He led her across the lattice-work flooring to a large flat panel, on which a number of lights shone evenly, without change in their asymmetrical pattern. Lloyd slid open a flat panel half-way down the face of this instrument, and removed a flexible metal band. He sat in the only chair in the chamber, directly before the open panel, and began adjusting the band about the circumference of his head. Andra eyed the metal band and the wires that led from it back into the light-strewn panel with misgivings.

"What are you going to do, Lloyd?"

"Ask the Brain for some answers," he said. Lloyd flipped open the lid of a small keyboard, and started to type, carefully: What is the Hive?

When he'd completed his question, he steadied himself in the chair, closed his eyes, and pressed a small button at the side of the exposed keyboard. Andra took a step back, quite startled as Lloyd stiffened in the chair, his face twitching. Before his closed eyes, the lights on the panel began to flicker on and off, dancing with incredible intricacy, and a weird, high-pitched tootling and tweetling began to echo through the chamber, through the scaffolding, through the entire mechanism of the great Brain. Andra jammed her hands to her ears to shut out the nerve-plucking noise. And then the lights blinked, held steady, and the cacophony of the electronic mind cut off. Lloyd opened his eyes.

"Well?" Andra said, going to him. "What happened?"

"It answered my question!" he said, with bitter disgust. "Told me the population of the Hive, told me it had ten truncated conic tiers, with ten levels in each tier, gave me the names of its officers, industries and short, just about what anybody in the Hive already knows!"

"All that," Andra marveled. "So quickly?"

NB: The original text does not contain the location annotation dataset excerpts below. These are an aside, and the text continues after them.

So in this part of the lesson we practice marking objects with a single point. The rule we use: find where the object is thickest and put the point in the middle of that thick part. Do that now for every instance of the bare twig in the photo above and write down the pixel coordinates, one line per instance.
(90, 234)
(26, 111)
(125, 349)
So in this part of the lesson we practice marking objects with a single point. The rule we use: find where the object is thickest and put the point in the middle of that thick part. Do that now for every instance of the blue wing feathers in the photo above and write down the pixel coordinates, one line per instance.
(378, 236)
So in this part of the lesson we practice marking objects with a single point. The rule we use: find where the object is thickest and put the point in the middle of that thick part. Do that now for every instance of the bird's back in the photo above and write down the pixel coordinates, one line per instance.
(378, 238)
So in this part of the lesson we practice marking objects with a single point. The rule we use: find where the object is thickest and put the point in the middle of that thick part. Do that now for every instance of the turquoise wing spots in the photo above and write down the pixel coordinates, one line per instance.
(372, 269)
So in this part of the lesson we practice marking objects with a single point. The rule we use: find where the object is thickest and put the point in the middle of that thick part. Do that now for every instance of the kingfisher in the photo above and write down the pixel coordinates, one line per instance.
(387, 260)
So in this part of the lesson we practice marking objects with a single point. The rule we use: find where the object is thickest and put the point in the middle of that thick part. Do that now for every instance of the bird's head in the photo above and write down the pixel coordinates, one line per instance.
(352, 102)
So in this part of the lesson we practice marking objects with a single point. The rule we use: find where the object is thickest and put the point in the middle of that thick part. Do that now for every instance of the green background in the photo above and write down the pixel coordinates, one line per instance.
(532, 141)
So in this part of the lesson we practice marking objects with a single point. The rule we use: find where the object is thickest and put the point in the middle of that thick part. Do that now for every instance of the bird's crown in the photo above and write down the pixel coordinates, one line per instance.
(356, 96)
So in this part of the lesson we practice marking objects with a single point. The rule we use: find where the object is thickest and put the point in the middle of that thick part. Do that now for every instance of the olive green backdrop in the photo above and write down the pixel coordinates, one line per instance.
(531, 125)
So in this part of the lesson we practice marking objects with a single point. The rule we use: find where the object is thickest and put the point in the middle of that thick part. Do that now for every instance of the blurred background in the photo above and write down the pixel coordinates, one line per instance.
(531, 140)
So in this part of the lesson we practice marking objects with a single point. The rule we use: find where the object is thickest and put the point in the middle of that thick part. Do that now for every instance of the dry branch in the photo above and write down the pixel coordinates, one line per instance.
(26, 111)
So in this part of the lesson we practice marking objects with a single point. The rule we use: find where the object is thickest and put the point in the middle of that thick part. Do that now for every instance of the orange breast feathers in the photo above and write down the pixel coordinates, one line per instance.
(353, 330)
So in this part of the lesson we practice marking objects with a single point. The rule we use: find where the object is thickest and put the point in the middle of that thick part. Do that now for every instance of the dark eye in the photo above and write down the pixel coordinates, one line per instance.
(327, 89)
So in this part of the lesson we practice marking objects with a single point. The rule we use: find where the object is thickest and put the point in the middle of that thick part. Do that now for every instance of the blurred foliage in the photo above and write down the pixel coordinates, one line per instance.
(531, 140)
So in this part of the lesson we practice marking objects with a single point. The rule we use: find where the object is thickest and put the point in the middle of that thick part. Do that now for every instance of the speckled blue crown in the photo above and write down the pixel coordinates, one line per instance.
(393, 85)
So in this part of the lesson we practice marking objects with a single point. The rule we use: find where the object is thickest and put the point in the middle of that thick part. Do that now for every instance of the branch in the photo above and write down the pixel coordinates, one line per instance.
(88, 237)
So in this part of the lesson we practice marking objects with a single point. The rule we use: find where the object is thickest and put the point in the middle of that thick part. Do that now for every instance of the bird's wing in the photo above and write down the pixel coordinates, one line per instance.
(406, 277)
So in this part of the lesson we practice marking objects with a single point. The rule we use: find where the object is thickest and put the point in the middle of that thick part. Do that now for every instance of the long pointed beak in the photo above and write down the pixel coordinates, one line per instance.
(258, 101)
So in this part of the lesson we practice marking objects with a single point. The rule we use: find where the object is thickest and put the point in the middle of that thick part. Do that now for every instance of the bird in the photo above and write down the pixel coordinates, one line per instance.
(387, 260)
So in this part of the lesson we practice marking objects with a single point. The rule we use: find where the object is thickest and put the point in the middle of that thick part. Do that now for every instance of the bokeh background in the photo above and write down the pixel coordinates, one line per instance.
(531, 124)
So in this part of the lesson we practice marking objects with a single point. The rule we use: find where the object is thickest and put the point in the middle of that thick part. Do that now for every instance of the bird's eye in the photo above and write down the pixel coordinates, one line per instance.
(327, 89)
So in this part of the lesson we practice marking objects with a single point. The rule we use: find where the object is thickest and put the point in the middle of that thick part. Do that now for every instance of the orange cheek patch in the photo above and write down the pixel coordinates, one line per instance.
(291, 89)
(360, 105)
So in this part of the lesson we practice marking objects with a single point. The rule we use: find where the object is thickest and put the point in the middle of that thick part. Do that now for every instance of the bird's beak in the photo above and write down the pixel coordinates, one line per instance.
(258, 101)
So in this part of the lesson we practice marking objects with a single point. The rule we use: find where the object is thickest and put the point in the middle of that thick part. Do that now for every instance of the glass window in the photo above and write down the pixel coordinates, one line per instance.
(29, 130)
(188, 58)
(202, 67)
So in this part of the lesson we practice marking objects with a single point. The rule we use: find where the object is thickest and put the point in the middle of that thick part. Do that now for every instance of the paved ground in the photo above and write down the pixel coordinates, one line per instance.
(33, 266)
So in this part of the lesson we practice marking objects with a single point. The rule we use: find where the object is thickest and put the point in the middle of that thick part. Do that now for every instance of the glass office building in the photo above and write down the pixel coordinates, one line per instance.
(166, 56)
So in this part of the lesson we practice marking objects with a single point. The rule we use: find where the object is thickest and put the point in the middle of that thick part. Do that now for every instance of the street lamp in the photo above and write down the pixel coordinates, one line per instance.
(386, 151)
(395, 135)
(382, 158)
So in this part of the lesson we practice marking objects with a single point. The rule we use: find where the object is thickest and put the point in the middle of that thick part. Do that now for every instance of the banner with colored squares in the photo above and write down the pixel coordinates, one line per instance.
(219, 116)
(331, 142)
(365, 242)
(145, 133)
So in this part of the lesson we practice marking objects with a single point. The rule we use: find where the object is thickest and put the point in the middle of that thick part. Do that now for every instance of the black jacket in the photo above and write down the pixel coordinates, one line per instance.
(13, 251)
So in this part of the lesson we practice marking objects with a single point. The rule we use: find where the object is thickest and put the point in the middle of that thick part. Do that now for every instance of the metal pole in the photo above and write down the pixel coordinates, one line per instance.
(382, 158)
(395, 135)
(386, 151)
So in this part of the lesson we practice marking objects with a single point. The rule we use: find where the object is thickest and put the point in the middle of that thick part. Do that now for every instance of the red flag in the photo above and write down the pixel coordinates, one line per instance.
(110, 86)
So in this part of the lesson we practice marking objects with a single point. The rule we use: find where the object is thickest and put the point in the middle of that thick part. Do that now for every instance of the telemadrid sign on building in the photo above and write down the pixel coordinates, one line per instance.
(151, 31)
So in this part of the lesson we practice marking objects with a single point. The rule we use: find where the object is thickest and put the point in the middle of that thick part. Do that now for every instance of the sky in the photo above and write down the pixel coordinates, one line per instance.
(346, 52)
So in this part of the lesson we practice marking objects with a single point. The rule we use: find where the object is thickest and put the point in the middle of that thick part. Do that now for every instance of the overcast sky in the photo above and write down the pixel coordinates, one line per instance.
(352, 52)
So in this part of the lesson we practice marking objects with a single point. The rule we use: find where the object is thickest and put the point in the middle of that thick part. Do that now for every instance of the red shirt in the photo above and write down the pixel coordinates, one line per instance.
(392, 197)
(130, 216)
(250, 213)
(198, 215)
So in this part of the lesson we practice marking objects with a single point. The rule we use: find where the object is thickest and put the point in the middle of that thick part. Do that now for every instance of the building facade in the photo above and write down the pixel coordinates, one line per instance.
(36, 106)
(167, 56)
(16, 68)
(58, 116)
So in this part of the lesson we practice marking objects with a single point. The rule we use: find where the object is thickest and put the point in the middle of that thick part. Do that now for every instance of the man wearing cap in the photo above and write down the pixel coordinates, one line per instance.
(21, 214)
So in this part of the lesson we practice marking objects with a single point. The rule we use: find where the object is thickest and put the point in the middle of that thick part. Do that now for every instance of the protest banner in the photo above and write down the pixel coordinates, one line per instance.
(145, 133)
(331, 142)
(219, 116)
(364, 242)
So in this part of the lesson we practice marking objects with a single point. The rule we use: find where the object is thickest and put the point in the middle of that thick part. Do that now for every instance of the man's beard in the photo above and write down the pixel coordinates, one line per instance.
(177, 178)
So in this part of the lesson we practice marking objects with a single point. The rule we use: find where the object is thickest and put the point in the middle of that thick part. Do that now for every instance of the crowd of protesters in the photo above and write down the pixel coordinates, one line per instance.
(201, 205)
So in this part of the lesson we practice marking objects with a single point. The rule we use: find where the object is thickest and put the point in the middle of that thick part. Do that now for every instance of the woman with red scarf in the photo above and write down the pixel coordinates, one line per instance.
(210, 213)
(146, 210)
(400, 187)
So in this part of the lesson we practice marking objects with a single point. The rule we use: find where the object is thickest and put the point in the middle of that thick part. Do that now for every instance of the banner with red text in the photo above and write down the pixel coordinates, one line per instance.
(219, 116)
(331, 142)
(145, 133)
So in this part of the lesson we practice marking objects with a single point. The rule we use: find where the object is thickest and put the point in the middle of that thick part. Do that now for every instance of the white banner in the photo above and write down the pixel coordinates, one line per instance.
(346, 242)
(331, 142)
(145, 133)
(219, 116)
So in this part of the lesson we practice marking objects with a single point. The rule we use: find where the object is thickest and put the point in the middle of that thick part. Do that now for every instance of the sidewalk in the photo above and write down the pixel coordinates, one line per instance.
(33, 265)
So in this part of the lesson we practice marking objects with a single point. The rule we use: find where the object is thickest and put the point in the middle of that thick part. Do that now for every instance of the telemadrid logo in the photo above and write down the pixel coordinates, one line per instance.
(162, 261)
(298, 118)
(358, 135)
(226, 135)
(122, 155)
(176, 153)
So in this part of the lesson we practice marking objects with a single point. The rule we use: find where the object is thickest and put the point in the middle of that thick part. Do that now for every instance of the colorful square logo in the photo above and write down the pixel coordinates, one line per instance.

"The Brain doesn't spell it out in words, Andra," Lloyd said ruefully. "It implants the information instantaneously in your mind. When it's implanted, the Brain stops feeding your brain, and you come out of the information-cycle with a new memory. Except that, in this case, there was nothing new to learn."

"If only your father had completed his instructions."

Lloyd's hands, about to remove the headband while he pondered their dilemma, froze in place, and he grunted in sudden wonder. "You don't suppose," he said, shakily, "that this is the question?!"